In part 1, I used random forests trained on this dataset to label the questions. However, this approach failed to label many of the questions. For example, the random forests could not find a label for the question "Will the United Nations General Assembly recognize a Palestinian state by 30 September 2011?". Of the available labels, one potentially good label for this question is "Israel" since crude oil is a commonly traded commodity. However, the association between crude oil and commodities is absent in the training dataset. One possible solution to this is to use a pre-trained model that has learned many associations.

Luckily, Google has recently trained a Word2Vec model on a giant corpus of news articles. Word2Vec models are neural networks that use a corpus to create vector representations of words, such that words that co-occur frequently will have similar vectors and words that co-occur infrequently will have different vectors. These vectors have nice properties. For example, adding and subtracting them should give you sensible results (e.g., king - man + woman = queen). The vectors are intended to store the meaning of the words, with meaning operationalized as co-occurrence.

from gensim.models import Word2Vec

model = Word2Vec.load_word2vec_format( 'GoogleNews-vectors-negative300.bin.gz',binary=True)

def clean(sentence, model):
    """Creates a list of terms that are represented in the model from a sentence"""
    regex = re.compile('[%s]' % re.escape(string.punctuation))
    tokens = str.split(sentence)
    cleans =[]
    for t in tokens:
        if t in model: 
            cleans.append(t)
        elif t.lower() in model: 
            cleans.append(t.lower())
        elif regex.sub('_', t) in model:
            cleans.append(regex.sub('_', t))
        elif len(str.split(regex.sub(' ', t))) > 1:
            for token in str.split(regex.sub(' ', t)):
                if clean(token): cleans.append(clean(token)[0])
    cleans = [w for w in cleans if w not in stopwords.words("english")]
    return cleans

def model_similarity (model, list1, list2, l1neg=[], l2neg=[]):
    """finds the similarity according to a model of two lists of words
    also accepts 'negative' lists for analogies."""
    list1sum=sum([model[l] for l in list1])
    list2sum=sum([model[l] for l in list2])
    if l1neg: list1sum -= sum([model[l] for l in l1neg])
    if l2neg: list1sum -= sum([model[l] for l in l2neg])
    return 1-spatial.distance.cosine(list1sum,list2sum)

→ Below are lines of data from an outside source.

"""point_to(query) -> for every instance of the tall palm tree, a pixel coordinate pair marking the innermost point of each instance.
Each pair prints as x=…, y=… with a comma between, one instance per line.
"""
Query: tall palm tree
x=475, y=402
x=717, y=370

model_similarity(clean('king woman'),clean('queen'), l1neg=['man'])
0.71181934779762868

The similarity between king+woman-man and queen is quite high, so the model appears to be working. The idea is to use this tool to select, for a particular piece of text, one or more topics from a list by assessing the similarity between the text and the topic. First, we can add up the vectors for all the words in a question, then compare the resulting vector to each of the topic vectors. If the similarity is high enough, we can conclude that that label is appropriate.

import pandas
ifps = pandas.read_csv('ifps.csv')
def flatten (l): 
    """ flatten a list of lists """
    return [item for sublist in l for item in sublist]


def union(a, b):
    """ returns the union of two lists """
    return list(set(a) | set(b))

#Get a list of all the possible tags
tags = ifps['tags'].apply(str).apply(str.split, args=('|')).tolist()
tags = list(set(flatten(tags)))
tags = [clean(t) for t in tags if clean(t)]

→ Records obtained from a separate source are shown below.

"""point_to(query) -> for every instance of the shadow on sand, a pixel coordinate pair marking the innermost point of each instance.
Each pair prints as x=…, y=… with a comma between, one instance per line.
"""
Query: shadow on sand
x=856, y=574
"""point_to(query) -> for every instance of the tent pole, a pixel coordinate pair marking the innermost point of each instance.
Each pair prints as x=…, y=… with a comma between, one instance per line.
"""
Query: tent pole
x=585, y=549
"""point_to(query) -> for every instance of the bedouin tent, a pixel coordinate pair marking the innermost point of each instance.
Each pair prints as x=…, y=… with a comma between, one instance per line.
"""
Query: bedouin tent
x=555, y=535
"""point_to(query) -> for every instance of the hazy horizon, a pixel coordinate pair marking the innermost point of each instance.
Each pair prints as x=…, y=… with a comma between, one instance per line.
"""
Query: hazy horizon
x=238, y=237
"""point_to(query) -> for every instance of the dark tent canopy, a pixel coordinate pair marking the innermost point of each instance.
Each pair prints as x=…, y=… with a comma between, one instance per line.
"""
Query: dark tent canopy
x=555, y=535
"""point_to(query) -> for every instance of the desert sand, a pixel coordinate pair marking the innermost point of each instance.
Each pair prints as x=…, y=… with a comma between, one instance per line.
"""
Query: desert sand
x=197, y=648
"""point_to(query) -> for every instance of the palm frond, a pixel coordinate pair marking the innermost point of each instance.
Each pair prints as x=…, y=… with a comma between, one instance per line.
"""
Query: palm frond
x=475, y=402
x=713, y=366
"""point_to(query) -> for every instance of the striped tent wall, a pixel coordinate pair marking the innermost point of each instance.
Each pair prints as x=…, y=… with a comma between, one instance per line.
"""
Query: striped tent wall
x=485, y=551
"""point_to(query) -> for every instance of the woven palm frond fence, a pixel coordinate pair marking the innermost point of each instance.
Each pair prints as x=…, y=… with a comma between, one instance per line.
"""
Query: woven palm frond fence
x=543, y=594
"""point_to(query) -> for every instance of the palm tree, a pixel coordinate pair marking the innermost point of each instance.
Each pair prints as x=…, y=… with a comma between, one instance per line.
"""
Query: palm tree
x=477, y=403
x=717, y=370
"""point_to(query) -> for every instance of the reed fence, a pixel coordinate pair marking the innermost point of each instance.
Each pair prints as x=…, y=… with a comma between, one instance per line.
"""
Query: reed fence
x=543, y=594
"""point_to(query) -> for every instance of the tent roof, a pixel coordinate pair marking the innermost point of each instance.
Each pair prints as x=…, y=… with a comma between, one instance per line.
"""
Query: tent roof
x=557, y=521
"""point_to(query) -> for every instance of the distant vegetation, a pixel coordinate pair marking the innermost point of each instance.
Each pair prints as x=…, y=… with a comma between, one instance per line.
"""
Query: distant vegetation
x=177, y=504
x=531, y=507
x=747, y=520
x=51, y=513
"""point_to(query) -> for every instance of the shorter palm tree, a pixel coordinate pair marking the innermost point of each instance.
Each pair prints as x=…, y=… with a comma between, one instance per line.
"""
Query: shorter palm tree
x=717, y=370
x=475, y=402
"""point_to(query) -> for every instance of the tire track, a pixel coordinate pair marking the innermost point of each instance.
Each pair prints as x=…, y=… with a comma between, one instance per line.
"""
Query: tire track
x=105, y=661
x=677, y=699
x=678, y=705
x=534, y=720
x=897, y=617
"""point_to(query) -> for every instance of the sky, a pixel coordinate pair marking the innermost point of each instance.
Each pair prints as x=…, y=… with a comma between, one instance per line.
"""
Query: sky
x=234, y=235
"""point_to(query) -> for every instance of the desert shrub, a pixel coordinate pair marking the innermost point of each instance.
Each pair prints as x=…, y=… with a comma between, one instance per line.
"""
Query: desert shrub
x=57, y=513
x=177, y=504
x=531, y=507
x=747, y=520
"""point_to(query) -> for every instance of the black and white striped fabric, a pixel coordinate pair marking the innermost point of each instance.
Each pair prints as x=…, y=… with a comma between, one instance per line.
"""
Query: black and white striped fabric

sims1 = [[model_similarity(clean(q),t) for t in tags] for q in ifps['q_text']]
#a list of lists of similarities of each question to each label. Each outside list corresponds to a question. Each inside list corresponds to a label.
bigsims = [ [l.index(e) for e in l if e>.4] for l in sims1]
#a list of list of indices of appropriate labels
labels = [[tags[j] for j in i] for i in bigsims]
#a list of lists of appropriate labels

labels[3]
[['Israel']]

Now, we can see that the fourth article (in Python, 0 is first, so 3 is fourth) is labeled "Israel", which is an appropriate label. In fact, below you can see that about 65% of articles are labeled, almost double of what we had using random forests, so we can declare this a success.

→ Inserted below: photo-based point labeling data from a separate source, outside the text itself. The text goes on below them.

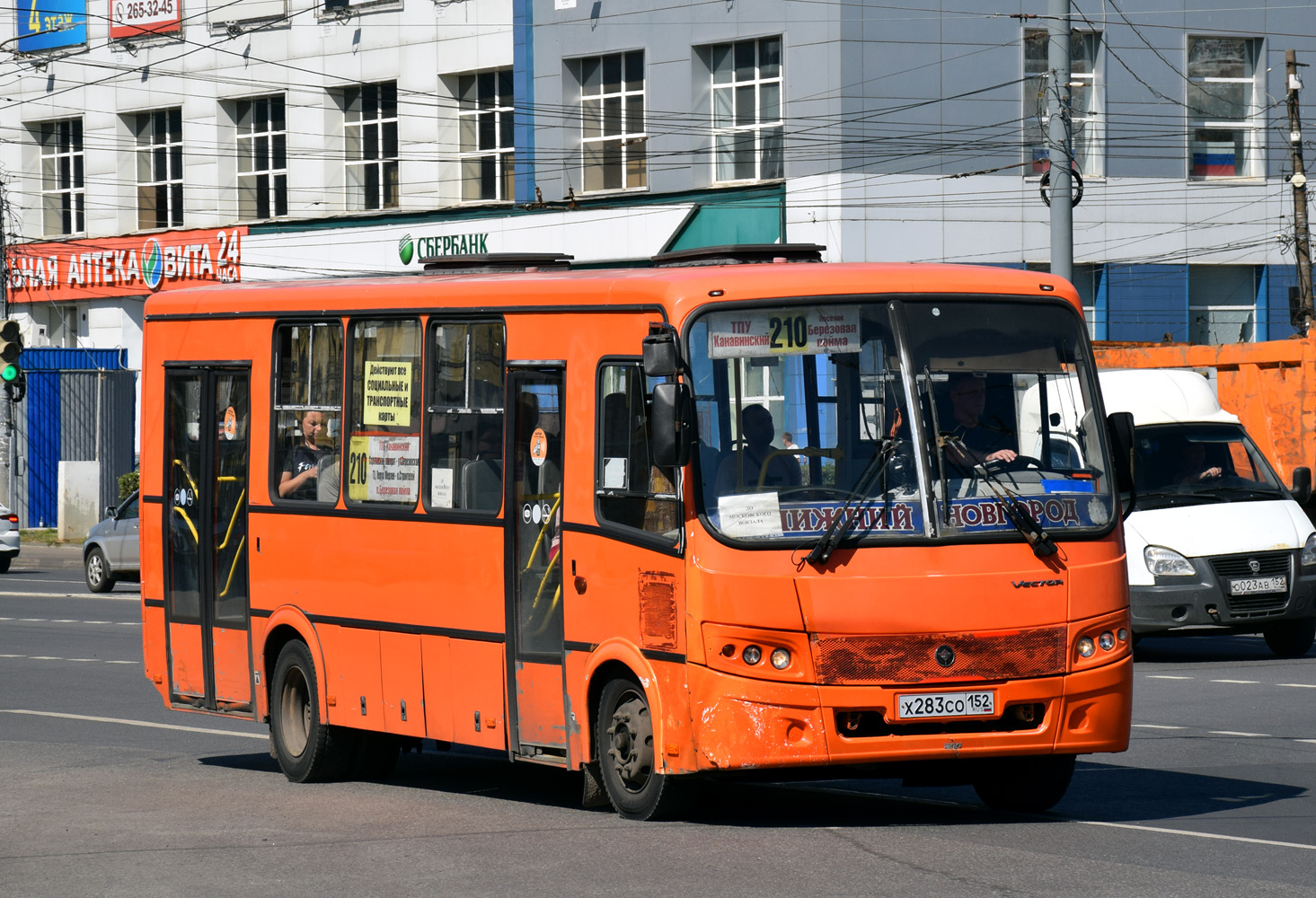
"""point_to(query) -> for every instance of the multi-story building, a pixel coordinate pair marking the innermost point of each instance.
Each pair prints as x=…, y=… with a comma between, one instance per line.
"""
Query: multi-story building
x=150, y=145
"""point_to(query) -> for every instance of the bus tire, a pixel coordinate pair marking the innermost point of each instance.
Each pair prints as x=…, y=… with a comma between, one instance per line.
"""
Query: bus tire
x=1291, y=638
x=1024, y=784
x=308, y=750
x=98, y=572
x=627, y=756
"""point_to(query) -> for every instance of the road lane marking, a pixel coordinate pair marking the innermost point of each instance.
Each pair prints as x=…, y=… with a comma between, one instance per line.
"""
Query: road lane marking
x=263, y=736
x=1197, y=833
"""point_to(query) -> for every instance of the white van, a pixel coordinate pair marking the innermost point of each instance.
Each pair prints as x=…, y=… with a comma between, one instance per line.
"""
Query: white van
x=1214, y=541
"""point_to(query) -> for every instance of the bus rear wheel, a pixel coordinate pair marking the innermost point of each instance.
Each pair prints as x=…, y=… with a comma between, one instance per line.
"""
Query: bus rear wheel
x=627, y=758
x=1024, y=784
x=307, y=750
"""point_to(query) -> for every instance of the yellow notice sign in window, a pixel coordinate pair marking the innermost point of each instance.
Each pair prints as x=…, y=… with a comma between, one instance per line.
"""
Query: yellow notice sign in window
x=387, y=399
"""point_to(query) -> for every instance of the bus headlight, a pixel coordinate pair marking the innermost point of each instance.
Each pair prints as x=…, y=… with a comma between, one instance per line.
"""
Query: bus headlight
x=1310, y=551
x=1166, y=563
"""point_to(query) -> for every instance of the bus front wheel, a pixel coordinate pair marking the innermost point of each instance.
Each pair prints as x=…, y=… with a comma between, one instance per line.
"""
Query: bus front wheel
x=307, y=748
x=627, y=756
x=1024, y=784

len([l for l in labels if l])/float(len(labels))
0.6434359805510534

Conclusion

In these two blog posts, I showed how text can be given labels. The first used a supervised machine learning approach, in which the model learned from examples how to label data. The second used an unsupervised machine learning approach, in which a model trained on an external, unlabeled source was used to label text. The first approach is likely better if sufficient data are available. However, in this case, the second approach provided labels where the first failed to do so due to a small training set, and as a result was superior.